Utilisateur de WhatsApp
Utilisateur de WhatsApp © AFP / CARSTEN REHDER / DPA / dpa Picture-Alliance

En France, WhatsApp permet à de petits groupes de cousins, de copains, de copropriétaires, de parents d’élèves, de collègues concernés d’échanger texte, photos, vidéos gratuitement. En Inde, c’est très différent. Les SMS sont payants. Dès lors, 200 millions de personnes (le nombre a triplé en quatre ans) utilisent cette application comme unique messagerie. Et y accomplissent des rituels quotidiens comme le « good morning » en images. 

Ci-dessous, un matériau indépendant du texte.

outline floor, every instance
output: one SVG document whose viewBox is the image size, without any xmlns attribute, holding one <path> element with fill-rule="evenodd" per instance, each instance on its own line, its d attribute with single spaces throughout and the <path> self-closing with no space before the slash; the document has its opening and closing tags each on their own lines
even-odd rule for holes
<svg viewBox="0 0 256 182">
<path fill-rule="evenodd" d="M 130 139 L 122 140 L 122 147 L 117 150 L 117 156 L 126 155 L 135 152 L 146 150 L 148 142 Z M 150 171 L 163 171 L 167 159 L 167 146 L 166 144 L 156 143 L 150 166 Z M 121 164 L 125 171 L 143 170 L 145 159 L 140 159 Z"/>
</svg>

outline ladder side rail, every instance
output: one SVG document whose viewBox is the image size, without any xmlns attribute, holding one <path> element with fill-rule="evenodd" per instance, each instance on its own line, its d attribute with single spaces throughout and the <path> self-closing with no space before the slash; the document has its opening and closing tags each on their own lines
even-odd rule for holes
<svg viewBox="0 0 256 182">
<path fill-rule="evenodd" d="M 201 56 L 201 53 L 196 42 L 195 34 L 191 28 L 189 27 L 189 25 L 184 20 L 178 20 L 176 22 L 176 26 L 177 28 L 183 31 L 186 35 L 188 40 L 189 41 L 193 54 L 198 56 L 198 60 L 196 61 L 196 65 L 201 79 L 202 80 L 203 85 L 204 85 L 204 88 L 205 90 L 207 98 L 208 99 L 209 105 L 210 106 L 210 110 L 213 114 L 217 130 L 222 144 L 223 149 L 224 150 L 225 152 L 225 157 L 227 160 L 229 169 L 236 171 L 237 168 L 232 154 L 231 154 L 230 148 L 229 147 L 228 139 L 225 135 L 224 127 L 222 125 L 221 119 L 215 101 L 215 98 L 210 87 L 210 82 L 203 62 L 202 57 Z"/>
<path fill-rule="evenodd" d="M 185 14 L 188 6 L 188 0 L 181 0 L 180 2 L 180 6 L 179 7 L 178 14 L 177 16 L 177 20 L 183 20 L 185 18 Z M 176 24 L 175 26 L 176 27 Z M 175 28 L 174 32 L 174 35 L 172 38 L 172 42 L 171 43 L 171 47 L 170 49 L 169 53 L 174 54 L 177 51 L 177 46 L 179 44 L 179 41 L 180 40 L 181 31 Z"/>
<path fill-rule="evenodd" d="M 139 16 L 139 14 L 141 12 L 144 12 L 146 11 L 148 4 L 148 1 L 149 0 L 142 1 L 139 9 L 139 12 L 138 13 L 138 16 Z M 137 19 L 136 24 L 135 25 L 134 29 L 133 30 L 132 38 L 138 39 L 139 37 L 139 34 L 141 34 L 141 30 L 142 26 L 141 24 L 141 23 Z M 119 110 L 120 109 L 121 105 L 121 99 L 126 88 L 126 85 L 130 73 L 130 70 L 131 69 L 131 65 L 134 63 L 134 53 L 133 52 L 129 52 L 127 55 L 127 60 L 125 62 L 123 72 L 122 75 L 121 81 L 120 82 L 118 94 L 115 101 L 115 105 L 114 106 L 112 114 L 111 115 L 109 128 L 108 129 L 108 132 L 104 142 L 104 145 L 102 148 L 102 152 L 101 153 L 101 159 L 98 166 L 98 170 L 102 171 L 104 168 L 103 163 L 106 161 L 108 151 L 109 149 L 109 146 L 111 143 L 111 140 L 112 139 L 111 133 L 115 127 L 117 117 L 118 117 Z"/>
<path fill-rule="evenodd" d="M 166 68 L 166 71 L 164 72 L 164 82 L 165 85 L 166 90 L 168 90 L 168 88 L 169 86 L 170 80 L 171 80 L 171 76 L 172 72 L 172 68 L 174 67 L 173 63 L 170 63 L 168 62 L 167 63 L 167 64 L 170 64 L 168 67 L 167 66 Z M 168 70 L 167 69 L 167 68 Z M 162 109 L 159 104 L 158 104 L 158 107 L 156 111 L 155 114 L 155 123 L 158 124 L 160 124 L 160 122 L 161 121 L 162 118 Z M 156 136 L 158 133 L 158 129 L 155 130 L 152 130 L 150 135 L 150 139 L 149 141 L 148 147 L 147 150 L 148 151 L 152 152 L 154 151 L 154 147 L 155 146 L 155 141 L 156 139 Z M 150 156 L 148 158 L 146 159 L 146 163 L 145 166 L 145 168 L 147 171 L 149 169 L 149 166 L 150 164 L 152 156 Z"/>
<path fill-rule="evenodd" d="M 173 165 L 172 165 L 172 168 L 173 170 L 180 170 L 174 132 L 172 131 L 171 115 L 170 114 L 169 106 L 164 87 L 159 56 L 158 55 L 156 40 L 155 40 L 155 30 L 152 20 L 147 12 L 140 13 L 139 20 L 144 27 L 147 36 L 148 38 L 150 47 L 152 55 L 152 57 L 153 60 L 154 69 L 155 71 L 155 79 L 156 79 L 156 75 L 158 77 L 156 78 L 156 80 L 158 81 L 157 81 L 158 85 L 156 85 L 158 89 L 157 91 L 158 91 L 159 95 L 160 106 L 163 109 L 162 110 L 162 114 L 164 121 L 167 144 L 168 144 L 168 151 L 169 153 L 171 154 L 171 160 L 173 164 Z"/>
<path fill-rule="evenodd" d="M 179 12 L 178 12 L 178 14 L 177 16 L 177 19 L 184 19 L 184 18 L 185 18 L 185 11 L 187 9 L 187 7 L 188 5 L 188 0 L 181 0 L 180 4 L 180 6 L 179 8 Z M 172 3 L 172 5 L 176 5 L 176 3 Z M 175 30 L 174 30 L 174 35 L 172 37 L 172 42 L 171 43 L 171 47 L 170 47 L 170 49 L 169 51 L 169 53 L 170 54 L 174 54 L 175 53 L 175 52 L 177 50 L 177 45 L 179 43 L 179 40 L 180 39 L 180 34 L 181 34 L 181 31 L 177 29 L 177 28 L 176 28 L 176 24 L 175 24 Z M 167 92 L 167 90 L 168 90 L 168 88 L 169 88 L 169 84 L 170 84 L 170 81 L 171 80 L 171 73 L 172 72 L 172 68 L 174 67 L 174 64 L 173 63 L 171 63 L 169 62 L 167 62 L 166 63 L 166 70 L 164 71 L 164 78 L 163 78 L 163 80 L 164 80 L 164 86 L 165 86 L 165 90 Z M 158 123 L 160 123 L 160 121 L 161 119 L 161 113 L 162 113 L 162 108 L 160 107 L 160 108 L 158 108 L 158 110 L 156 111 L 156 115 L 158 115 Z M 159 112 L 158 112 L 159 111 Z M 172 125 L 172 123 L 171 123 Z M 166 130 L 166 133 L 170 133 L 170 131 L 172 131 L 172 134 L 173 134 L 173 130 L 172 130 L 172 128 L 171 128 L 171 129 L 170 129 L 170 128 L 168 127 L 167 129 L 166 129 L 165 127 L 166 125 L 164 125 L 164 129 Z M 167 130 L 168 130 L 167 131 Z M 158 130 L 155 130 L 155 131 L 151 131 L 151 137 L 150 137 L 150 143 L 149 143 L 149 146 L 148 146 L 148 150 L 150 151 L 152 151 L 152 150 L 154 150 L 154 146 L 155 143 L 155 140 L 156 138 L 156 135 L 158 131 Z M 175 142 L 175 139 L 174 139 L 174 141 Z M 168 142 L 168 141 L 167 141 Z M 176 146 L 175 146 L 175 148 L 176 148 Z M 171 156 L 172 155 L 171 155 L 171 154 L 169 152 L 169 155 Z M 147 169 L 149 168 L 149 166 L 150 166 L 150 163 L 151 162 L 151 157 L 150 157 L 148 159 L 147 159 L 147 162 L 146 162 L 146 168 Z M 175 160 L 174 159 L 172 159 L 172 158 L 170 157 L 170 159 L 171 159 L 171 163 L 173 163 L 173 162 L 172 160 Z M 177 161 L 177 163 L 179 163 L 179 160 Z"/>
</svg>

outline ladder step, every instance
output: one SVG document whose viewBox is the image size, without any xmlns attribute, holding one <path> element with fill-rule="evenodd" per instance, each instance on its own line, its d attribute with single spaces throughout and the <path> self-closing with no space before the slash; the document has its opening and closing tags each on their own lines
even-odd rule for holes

Sorte de micros cartes de vœux numériques pour se souhaiter la bonne journée, même le Premier ministre en poste au réveil. Les Indiens se servent aussi massivement de la fonction « transfert », redispatchant des petits jeux envoyés par d’autres et les infos. D’où un phénoménal potentiel de propagation des rumeurs. Rappelons que plusieurs dizaines de personnes ont trouvé la mort auprès de foules vengeresses gavées de vidéos montrant des enlèvements d’enfants, notamment dans l’Etat du Gujarat. Les pouvoirs publics ont publiquement désigné WhatsApp comme premier moteur de circulation de ces fausses informations. 

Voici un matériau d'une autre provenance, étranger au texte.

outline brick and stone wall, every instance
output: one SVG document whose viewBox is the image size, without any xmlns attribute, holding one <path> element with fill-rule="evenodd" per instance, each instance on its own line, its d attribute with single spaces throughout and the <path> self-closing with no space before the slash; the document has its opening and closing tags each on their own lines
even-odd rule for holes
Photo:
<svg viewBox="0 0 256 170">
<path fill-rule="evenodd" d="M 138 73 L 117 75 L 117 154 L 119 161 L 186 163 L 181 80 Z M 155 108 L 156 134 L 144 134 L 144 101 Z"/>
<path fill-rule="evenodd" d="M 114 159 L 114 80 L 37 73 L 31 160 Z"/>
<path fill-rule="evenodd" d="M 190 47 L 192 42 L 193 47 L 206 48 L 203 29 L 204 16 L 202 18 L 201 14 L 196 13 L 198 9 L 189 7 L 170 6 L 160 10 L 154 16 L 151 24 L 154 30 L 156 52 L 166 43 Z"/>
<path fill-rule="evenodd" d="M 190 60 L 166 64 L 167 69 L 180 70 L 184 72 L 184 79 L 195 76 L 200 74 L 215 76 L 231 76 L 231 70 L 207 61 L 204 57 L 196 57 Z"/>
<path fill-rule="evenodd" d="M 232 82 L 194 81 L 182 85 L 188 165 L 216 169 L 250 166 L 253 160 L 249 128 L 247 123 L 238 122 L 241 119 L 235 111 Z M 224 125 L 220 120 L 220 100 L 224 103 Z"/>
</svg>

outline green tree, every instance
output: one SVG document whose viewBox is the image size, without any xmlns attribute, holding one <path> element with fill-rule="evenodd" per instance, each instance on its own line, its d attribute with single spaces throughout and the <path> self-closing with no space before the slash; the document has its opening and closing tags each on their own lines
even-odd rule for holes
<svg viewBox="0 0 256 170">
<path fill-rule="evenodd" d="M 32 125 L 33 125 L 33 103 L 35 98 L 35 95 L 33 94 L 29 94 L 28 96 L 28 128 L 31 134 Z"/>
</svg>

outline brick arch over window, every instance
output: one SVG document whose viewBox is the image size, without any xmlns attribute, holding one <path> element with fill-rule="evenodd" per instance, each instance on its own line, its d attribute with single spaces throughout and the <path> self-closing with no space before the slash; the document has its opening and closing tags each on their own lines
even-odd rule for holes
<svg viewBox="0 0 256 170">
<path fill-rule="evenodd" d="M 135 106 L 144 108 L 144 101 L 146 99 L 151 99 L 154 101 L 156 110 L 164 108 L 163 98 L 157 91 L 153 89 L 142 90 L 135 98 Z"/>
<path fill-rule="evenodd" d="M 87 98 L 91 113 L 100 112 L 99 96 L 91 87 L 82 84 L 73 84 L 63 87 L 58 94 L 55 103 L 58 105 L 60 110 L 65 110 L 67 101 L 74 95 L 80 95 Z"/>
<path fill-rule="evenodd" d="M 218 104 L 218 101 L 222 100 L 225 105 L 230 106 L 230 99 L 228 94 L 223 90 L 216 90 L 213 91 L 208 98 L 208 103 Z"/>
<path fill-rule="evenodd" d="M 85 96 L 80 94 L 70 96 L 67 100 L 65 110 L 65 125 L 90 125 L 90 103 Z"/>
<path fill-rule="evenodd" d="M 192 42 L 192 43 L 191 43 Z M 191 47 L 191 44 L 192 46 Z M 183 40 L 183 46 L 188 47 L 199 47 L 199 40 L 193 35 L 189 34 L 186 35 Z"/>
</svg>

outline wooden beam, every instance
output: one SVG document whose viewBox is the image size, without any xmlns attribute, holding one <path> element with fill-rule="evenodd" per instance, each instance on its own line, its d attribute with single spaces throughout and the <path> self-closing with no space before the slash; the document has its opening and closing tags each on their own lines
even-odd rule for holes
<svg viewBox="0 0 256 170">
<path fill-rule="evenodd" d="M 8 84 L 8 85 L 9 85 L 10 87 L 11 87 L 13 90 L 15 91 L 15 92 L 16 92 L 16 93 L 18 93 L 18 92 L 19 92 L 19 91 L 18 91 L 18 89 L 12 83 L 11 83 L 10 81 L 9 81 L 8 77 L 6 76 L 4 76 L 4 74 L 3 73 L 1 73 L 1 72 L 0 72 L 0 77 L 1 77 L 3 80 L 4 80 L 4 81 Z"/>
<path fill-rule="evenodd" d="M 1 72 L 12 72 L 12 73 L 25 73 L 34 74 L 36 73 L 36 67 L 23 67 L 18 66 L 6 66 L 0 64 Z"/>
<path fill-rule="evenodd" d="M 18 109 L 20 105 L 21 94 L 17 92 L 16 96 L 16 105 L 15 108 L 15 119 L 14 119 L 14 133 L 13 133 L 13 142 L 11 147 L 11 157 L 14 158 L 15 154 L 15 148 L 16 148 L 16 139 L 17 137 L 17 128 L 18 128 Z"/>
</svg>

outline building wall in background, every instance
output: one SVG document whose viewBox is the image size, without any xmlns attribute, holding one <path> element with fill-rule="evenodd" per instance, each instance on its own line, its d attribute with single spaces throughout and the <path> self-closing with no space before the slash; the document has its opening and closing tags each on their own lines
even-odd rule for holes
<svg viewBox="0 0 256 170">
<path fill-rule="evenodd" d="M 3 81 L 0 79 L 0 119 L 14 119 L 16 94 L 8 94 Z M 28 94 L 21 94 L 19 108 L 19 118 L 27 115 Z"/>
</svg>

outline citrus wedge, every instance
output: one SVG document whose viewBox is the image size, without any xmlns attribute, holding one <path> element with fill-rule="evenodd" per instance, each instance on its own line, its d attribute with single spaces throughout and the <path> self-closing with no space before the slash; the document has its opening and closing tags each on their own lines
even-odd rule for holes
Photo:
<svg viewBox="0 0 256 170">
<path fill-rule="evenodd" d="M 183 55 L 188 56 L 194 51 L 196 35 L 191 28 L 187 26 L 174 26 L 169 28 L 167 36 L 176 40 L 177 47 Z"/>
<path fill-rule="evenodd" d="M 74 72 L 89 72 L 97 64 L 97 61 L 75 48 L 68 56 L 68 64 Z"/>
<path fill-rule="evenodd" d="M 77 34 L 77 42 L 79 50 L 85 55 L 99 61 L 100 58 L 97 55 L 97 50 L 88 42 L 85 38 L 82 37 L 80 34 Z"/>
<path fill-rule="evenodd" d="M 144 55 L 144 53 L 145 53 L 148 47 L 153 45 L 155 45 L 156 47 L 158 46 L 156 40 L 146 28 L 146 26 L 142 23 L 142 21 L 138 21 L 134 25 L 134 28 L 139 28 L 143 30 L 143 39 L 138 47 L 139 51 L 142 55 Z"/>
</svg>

Rappelons, aussi, que l’Inde est gouvernée par un nationaliste hindou, Narendra Modi. Les tensions communautaires et partisanes y sont plus exacerbées que jamais. C’est le terrain idéal pour, comme au Brésil (120 millions d’inscrits sur la messagerie), mitrailler de la « fake news » dans le but de déstabiliser l’électorat de la plus grande démocratie au monde. 

WhatsApp appartient depuis 2014 à Facebook (encore lui) qui, au Brésil, a passé des accords commerciaux très agressifs avec tous les opérateurs de téléphonie pour que chaque propriétaire de smartphone ait un accès gratuit et permanent à WhatsApp, remplaçant les textos, mais aussi les emails. 

Pendant la campagne, le clan Bolsonaro a passé des accords avec des sociétés spécialisées dans des envois par centaines de millions sur Whatsapp de messages électoraux, voire de purs mensonges, eux-mêmes « transférés » de groupes en groupes. Or, plus le groupe est petit, plus il est familial, plus les gens ont confiance en ce qu’ils reçoivent. En outre, le fonctionnement de Whatsapp est chiffré de bout en bout, ce qui garantit le caractère privé des communications, mais empêche l’appli ou même un tiers de traquer les messages problématiques et de remonter à leur source. 

Le rôle joué par Whatsapp dans le scrutin brésilien fait aujourd’hui l’objet d’enquêtes parlementaire et judiciaire. Le Brésil est le deuxième utilisateur au monde de WhatsApp, juste derrière… l’Inde, où le scrutin commence après-demain.